Dataframe summarising the number of NoCalls per sample

Return type

dataframe

snp_haplotyper.snp_haplotype.categorise_embryo_alleles(df, male_partner, female_partner, embryo_ids, embryo_sex, mode_of_inheritance, consanguineous)

For each embryo this fuction categorises their SNPs

Note the usable/informative genotypes for each mode of inheritance are hardcoded into this function. These have been defined with the PGD team. Note genotypes are defined as usable based on whether we can trace the inheritance from a parent AND if it’s shared by an affected/unaffected reference and NOT if it matches with the required genotype to perform a SNV analysis of that site, eg In AR condition, if performing SNV analysis would be interested in homozygous sites but these sites are not informative in this application - only heterozygous sites allow us to determine who an allele was inherited from and if it’s shared by the reference.

Parameters

df (dataframe) – A results_df dataframe produce
male_partner (string) –
female_partner (string) –
embryo_ids (list) – List of embryo_ids matching the columns names in df
embryo_sex (list) – List of sexes in the same order as embryo_ids (required for x-linked cases)
mode_of_inheritance (string) – “autosomal_dominant”, “autosomal_recessive”, “x_linked”
consanguineous (boolean) – Boolean value indicating if the parents are consanguineous

Returns

Dataframe with new column for each embryo annotate with a risk_category.

Return type

dataframe

snp_haplotyper.snp_haplotype.detect_miscall_or_ado(male_partner_haplotype, female_partner_haplotype, embryo_haplotype)

QC identify miscalls or ADOs (Allele Drop Outs)

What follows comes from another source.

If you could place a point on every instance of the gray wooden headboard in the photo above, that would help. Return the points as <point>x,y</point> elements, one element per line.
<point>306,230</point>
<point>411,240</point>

Takes the haplotypes for the male partner, female partner and embryo and calculates whether it indicates a miscall or ADO (Allele dropout) in the embryo for that SNP.

The definition of a miscall is any haplotype in the embryo which is inconsistent with the haplotype of the parents i.e. Parents “AA”, “BB” and an embryo “AA”. This is due to technical error in the measurement. NOTE: that the miscall could be in any one of the trio even though it is recorded under the embryo.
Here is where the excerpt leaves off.